Summary
Bacteriophages, host‐dependent replicative non‐cellular entities which significantly shape the microbial genomes and consequently physiological and ecological properties of the microbial populations are exploited to restrict plant, animal and human pathogens. Unravelling of phage characteristics aids the understanding of the basic molecular mechanisms of phage infections which can subsequently lead to the development of rationalized strategies to combat microbial pathogens. In an unbiased screen to investigate the molecular basis of infectivity of the fire blight pathogen Erwinia amylovora by the lytic Schitoviridae phage S6, the biofilm extracellular matrix component cellulose has been identified as a cyclic di‐GMP dependent first receptor required for infection with the phage to possess beta‐1,4‐glucosidases to degrade the exopolysaccharide. This absolute receptor dependency allows maintenance of a phage‐microbe equilibrium with a low bacterial density.

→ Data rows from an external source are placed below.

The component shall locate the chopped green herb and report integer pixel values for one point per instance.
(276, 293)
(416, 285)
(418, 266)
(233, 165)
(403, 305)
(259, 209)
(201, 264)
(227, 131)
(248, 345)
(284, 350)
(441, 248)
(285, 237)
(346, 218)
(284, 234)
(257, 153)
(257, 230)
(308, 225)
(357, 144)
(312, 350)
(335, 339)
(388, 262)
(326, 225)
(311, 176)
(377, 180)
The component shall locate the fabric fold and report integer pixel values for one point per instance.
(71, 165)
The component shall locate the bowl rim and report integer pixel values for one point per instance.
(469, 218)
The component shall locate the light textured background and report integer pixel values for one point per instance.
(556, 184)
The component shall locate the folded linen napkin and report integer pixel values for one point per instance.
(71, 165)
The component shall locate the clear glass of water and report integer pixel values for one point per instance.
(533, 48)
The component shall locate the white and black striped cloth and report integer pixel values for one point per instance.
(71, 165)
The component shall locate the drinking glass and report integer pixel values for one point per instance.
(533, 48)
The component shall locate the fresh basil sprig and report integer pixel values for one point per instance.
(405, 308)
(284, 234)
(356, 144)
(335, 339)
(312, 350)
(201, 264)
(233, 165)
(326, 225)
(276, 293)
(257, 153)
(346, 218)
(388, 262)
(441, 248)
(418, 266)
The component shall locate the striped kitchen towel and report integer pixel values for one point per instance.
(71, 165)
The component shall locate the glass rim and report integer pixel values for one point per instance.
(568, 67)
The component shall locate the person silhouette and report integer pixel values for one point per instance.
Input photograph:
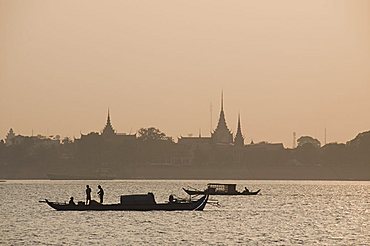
(88, 195)
(101, 194)
(71, 202)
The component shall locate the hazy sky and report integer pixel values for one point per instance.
(285, 65)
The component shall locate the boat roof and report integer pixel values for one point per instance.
(214, 184)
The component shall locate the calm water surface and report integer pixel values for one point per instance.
(285, 213)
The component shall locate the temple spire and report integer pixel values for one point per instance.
(108, 118)
(108, 129)
(239, 139)
(222, 101)
(222, 134)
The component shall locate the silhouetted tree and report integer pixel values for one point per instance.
(308, 140)
(152, 134)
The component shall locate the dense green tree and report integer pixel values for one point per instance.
(152, 134)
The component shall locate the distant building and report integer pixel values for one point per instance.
(109, 134)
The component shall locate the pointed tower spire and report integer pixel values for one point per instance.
(108, 129)
(108, 118)
(222, 134)
(239, 139)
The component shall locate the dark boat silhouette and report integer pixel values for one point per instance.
(221, 189)
(133, 203)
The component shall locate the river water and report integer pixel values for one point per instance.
(285, 213)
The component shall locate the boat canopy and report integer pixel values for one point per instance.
(222, 187)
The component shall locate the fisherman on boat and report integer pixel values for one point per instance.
(88, 195)
(101, 194)
(172, 199)
(71, 202)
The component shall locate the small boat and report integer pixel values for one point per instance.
(221, 189)
(145, 202)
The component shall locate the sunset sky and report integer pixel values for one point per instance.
(286, 66)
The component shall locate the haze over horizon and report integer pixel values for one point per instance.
(284, 65)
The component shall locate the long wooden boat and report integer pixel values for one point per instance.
(133, 203)
(221, 189)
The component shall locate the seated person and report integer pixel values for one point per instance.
(172, 199)
(71, 202)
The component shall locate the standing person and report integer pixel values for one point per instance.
(101, 194)
(88, 195)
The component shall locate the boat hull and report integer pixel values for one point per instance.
(171, 206)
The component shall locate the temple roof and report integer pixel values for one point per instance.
(239, 139)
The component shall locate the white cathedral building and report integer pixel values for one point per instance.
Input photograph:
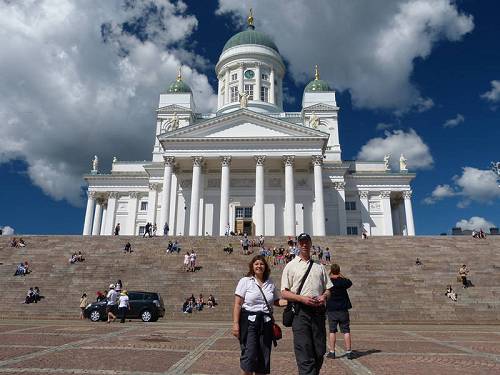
(250, 167)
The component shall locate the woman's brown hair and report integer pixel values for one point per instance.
(267, 270)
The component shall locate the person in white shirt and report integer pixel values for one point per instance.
(111, 308)
(123, 305)
(252, 320)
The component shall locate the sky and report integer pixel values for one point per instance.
(82, 77)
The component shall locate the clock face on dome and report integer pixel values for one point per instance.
(249, 74)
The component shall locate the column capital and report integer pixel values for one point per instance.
(289, 160)
(363, 194)
(197, 161)
(385, 194)
(225, 161)
(317, 160)
(169, 160)
(260, 159)
(154, 186)
(339, 185)
(407, 194)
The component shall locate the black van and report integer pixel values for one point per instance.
(147, 306)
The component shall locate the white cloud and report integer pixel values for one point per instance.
(366, 47)
(440, 192)
(474, 185)
(7, 231)
(475, 223)
(74, 84)
(453, 122)
(494, 94)
(396, 143)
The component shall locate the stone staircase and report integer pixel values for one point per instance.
(388, 286)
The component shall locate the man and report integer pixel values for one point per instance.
(309, 332)
(111, 308)
(337, 309)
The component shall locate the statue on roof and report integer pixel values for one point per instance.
(243, 100)
(387, 158)
(402, 164)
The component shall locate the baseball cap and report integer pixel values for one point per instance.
(304, 237)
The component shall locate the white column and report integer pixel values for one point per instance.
(365, 211)
(241, 78)
(227, 97)
(258, 77)
(87, 225)
(224, 194)
(152, 204)
(410, 225)
(195, 196)
(132, 213)
(96, 226)
(319, 212)
(385, 197)
(104, 216)
(340, 187)
(165, 195)
(259, 195)
(289, 196)
(272, 88)
(110, 217)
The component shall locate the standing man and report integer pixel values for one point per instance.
(337, 309)
(309, 332)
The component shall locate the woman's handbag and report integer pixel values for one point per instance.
(291, 308)
(277, 333)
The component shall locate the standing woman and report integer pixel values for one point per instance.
(252, 323)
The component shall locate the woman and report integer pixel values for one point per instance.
(84, 301)
(252, 320)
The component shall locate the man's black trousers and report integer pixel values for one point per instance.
(309, 340)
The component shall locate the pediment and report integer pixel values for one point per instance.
(173, 108)
(244, 124)
(320, 107)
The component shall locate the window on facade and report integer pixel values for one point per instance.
(352, 231)
(264, 94)
(350, 206)
(234, 94)
(249, 91)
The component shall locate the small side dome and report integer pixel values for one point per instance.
(317, 85)
(178, 86)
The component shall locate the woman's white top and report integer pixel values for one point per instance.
(252, 297)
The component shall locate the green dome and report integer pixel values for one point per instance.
(317, 85)
(178, 87)
(250, 36)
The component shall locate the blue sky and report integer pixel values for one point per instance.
(80, 80)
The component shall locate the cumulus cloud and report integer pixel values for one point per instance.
(475, 223)
(473, 185)
(493, 95)
(453, 122)
(366, 47)
(76, 81)
(7, 231)
(396, 143)
(440, 192)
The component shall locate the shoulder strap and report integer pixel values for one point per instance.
(305, 276)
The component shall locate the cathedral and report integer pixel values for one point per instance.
(250, 167)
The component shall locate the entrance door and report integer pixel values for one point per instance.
(243, 221)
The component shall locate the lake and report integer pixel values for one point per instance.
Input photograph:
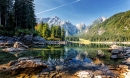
(63, 52)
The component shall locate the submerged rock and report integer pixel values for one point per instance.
(126, 61)
(18, 46)
(27, 65)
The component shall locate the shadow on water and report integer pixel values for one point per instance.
(63, 52)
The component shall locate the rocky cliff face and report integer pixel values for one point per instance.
(96, 22)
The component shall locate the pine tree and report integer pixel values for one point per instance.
(52, 32)
(57, 31)
(40, 29)
(62, 34)
(46, 31)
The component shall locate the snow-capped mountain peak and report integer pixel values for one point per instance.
(102, 19)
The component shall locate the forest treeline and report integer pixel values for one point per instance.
(53, 33)
(16, 17)
(72, 38)
(115, 28)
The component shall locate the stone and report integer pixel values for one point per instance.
(113, 56)
(28, 39)
(25, 66)
(39, 40)
(97, 76)
(123, 66)
(115, 47)
(20, 45)
(12, 63)
(126, 61)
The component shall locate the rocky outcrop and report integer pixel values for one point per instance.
(119, 52)
(39, 40)
(126, 61)
(18, 46)
(25, 65)
(124, 72)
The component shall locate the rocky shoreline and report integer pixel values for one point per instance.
(57, 69)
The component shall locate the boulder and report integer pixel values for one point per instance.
(28, 39)
(13, 49)
(115, 47)
(20, 45)
(126, 61)
(25, 65)
(113, 56)
(115, 51)
(39, 40)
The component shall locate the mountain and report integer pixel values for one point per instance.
(81, 27)
(70, 29)
(96, 22)
(115, 28)
(87, 28)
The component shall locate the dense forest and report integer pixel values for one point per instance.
(116, 28)
(16, 17)
(53, 33)
(72, 38)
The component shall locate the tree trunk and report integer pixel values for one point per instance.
(0, 12)
(0, 16)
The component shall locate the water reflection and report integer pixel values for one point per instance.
(61, 53)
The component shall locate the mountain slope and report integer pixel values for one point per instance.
(96, 22)
(116, 28)
(70, 29)
(81, 27)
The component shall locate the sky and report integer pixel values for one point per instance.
(78, 11)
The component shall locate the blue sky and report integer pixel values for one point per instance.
(78, 11)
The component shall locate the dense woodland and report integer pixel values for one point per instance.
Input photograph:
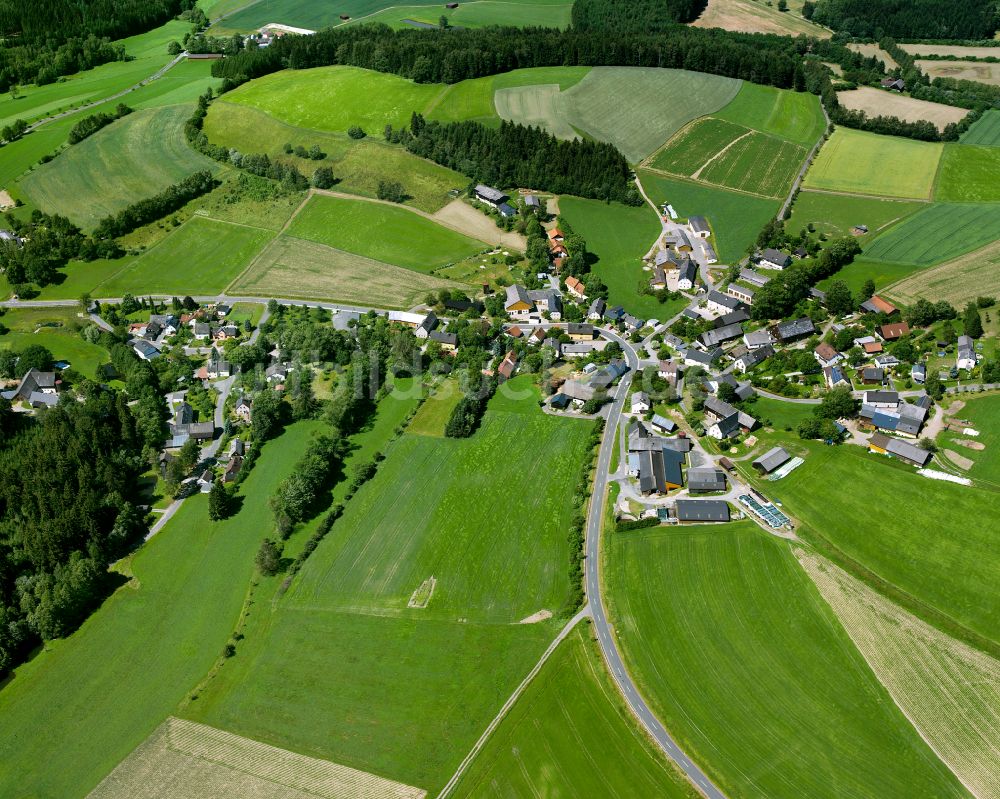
(907, 19)
(634, 16)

Viruses are non‐cellular organisms that require a living host from all kingdoms of life for multiplication and persistence. Viruses share physicochemical features and regulation with membrane‐budding entities, exosomes in eukaryotes and outer membrane vesicles of Gram‐positive and Gram‐negative bacteria (van Dongen et al., 2016). With the number of viruses consistently exceeding by far the number of host cells, viruses and host cells coexist. Bacteriophages, viruses that infect bacteria, have shaped and shape bacterial genomes, host physiology and impact important biogeochemical and ecological functions such as significantly contributing to gene transfer and being major regulatory entities of nutrient cycles. Phages manifest their traits in the genomes and ancient phage‐derived components include plasmids and bacteriocins (Nakayama et al., 2000; Kamal et al., 2021). Lysogenic phages can alter biofilm formation and virulence by playing a role in attachment and immune evasion (Tinsley et al., 2006; Rice et al., 2009). A lysogenic phage has been shown to alter the human immune response upon vaccination (Manfredo Vieira et al., 2018). As a counterbalance to phage infection, a wide diversity of defence mechanisms, including physical barriers to reach the microbial surface, restriction–modification systems and CRISPR/Cas, are encoded by bacterial genomes in order to restrict phage infections (Arber and Linn, 1969; Barrangou et al., 2007; Doron et al., 2018; Cohen et al., 2019).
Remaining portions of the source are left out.